## Is there a layman's explanation for why Grover's algorithm works?

29

13

This blogpost by Scott Aaronson is a very useful and simple explanation of Shor's algorithm.

I'm wondering if there is such an explanation for the second most famous quantum algorithm: Grover's algorithm to search an unordered database of size $O(n)$ in $O(\sqrt{n})$ time.

In particular, I'd like to see some understandable intuition for the initially surprising result of the running time!

– Condo – 2020-09-30T17:08:48.783

## Answers

26

There is a good explanation by Craig Gidney here (he also has other great content, including a circuit simulator, on his blog).

Essentially, Grover's algorithm applies when you have a function which returns True for one of its possible inputs, and False for all the others. The job of the algorithm is to find the one that returns True.

To do this we express the inputs as bit strings, and encode these using the $$|0\rangle$$ and $$|1\rangle$$ states of a string of qubits. So the bit string 0011 would be encoded in the four qubit state $$|0011\rangle$$, for example.

We also need to be able to implement the function using quantum gates. Specifically, we need to find a sequence of gates that will implement a unitary $$U$$ such that

$$U | a \rangle = - | a \rangle, \,\,\,\,\,\,\,\,\,\,\,\,\, U | b \rangle = | b \rangle$$

where $$a$$ is the bit string for which the function would return True and $$b$$ is any for which it would return False.

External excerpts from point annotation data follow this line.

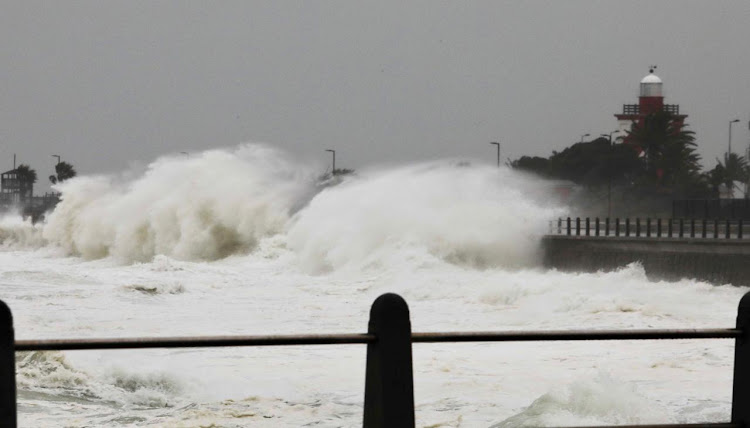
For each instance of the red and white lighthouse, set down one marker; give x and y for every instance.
(650, 101)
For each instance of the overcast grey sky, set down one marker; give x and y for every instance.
(106, 84)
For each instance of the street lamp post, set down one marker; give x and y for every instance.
(729, 146)
(609, 174)
(333, 152)
(498, 152)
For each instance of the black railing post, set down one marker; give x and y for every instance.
(741, 383)
(7, 368)
(389, 382)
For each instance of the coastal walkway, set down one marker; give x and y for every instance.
(716, 251)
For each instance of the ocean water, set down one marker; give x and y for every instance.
(243, 241)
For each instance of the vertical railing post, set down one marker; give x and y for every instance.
(389, 382)
(741, 383)
(7, 368)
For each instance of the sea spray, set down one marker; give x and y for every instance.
(19, 233)
(478, 216)
(205, 207)
(223, 202)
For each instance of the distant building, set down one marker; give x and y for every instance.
(15, 187)
(651, 100)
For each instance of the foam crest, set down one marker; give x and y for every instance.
(477, 216)
(204, 207)
(597, 401)
(17, 233)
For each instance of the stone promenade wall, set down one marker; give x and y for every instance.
(712, 260)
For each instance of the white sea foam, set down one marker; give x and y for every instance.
(458, 243)
(206, 207)
(477, 216)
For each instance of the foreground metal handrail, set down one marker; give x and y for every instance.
(389, 384)
(191, 342)
(349, 339)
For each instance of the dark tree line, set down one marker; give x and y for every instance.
(658, 158)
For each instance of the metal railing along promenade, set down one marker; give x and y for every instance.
(389, 384)
(650, 228)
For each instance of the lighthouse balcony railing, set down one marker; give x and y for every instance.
(635, 109)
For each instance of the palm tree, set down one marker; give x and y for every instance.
(64, 171)
(735, 168)
(669, 149)
(25, 173)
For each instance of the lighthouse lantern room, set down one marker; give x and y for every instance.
(651, 100)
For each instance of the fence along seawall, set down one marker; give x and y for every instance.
(716, 251)
(389, 382)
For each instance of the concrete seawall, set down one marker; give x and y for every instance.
(713, 260)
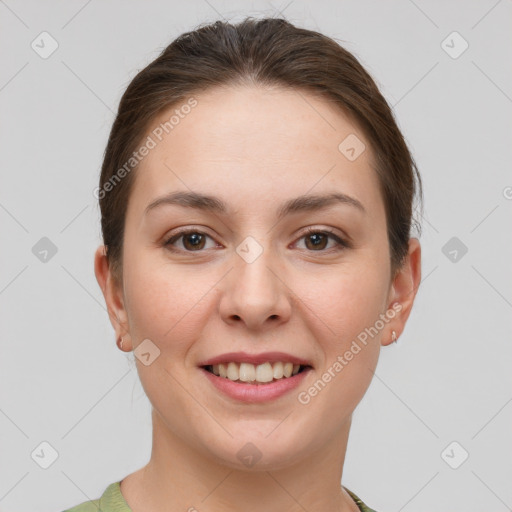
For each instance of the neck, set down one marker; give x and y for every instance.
(180, 477)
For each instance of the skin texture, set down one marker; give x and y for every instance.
(254, 148)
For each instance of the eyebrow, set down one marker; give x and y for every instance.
(304, 203)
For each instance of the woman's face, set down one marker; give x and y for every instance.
(251, 279)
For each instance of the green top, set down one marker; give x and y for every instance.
(113, 501)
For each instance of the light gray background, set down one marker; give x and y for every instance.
(448, 379)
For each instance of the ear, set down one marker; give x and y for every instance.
(112, 292)
(403, 291)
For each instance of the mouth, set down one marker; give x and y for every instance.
(250, 374)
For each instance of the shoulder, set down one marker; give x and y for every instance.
(86, 506)
(110, 501)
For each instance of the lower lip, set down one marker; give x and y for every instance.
(255, 393)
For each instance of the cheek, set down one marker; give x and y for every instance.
(165, 304)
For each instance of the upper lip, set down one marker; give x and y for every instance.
(264, 357)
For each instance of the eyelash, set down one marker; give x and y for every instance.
(341, 243)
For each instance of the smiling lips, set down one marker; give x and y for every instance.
(255, 368)
(247, 372)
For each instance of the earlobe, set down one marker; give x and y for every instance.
(403, 291)
(113, 296)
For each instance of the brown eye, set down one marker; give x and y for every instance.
(317, 241)
(191, 241)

If we start with a superposition of all possible bit strings, which is pretty easy to do by just Hadamarding everything, all inputs start off with the same amplitude of $$\frac{1}{\sqrt{2^n}}$$ (where $$n$$ is the length of the bit strings we are searching over, and therefore the number of qubits we are using). But if we then apply the oracle $$U$$, the amplitude of the state we are looking for will change to $$-\frac{1}{\sqrt{2^n}}$$.

This is not any easily observable difference, so we need to amplify it. To do this we use the Grover Diffusion Operator, $$D$$. The effect of this operator is essentially to look at how each amplitude is different from the mean amplitude, and then invert this difference. So if a certain amplitude was a certain amount larger than the mean amplitude, it will become that same amount less than the mean, and vice-versa.

Specifically, if you have a superposition of bit strings $$b_j$$, the diffusion operator has the effect

$$D: \,\,\,\, \sum_j \alpha_j \, | b_j \rangle \,\,\,\,\,\, \mapsto \,\,\,\,\,\, \sum_j (2\mu \, - \, \alpha_j) \, | b_j \rangle$$

where $$\mu = \sum_j \alpha_j$$ is the mean amplitude. So any amplitude $$\mu + \delta$$ gets turned into $$\mu - \delta$$. To see why it has this effect, and how to implement it, see these lecture notes.

Most of the amplitudes will be a tiny bit larger than the mean (due to the effect of the single $$-\frac{1}{\sqrt{2^n}}$$), so they will become a tiny bit less than the mean through this operation. Not a big change.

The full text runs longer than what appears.